Although she hasn’t formally announced her resignation, FCC Cable Bureau Chief Deborah Lathen confirmed she planned to leave Commission soon after its new Republican chairman took over. Lathen, who has run Cable Bureau since spring 1998 and presided over further deregulation of cable industry, told us Fri. that she hadn’t decided on departure date but “will ensure a smooth transition” to next bureau chief. She said she also hadn’t decided what she would do next. At Western Cable Show in L.A. in late Nov., Lathen said her plan was to complete AOL- Time Warner merger review and then “wiggle my toes in the sand.” She brushed off questions about her legacy, saying she wasn’t focusing on that and considered it “the height of arrogance” to spin others about one’s record of accomplishments. “The way you live your life is your legacy,” she said. “Everyone in Washington is always talking about their legacies… I've tried to have broader aspirations.”

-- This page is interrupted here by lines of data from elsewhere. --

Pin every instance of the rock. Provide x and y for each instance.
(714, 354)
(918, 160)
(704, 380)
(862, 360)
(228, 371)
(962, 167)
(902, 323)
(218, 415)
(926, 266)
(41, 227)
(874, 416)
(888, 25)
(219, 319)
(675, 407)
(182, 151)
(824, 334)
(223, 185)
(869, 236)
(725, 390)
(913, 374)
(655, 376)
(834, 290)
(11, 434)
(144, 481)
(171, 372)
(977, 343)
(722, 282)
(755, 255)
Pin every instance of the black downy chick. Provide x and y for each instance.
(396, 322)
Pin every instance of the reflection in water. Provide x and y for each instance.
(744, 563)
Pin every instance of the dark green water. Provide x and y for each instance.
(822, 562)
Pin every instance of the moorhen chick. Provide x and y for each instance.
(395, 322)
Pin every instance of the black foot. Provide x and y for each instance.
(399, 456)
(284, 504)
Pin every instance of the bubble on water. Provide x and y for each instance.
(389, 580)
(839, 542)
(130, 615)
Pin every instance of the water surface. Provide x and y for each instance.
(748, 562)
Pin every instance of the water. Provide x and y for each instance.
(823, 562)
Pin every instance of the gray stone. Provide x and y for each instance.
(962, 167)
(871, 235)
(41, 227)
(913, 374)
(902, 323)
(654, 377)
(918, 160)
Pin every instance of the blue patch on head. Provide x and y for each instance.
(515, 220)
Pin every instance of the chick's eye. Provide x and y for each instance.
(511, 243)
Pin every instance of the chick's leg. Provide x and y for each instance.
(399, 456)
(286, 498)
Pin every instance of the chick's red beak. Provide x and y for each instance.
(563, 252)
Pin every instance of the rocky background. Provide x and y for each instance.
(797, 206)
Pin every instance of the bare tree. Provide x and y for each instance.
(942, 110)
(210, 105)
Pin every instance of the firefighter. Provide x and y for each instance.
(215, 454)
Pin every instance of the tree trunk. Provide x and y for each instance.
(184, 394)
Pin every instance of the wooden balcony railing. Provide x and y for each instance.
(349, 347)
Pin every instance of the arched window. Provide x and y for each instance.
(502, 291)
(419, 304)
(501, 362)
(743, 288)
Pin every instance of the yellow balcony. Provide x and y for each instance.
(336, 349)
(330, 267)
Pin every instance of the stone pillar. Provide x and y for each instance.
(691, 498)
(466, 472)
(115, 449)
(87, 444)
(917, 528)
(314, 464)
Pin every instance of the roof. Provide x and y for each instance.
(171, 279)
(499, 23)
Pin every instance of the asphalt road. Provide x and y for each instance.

U.S. Appeals Court, D.C., again overturned FCC’s broadcast EEO rules, this time saying both minority-based and gender-based rules “put official pressure upon broadcasters to recruit minority candidates, thus creating a race-based classification that is not narrowly tailored to support a compelling governmental interest.” Court ruled only on constitutionality of 2nd option (Option B) for broadcasters to meet EEO requirement, but said Option B wasn’t severable from first option so it threw out entire rule (CD Oct 2 p6, Jan 21/00 p1). FCC Chmn. Kennard called decision “a defeat for diversity. At a time when many Americans are outraged at the lack of minorities in prime time and in the boardrooms of America, the broadcasters have once again used the courts to strike down even a modest outreach effort.”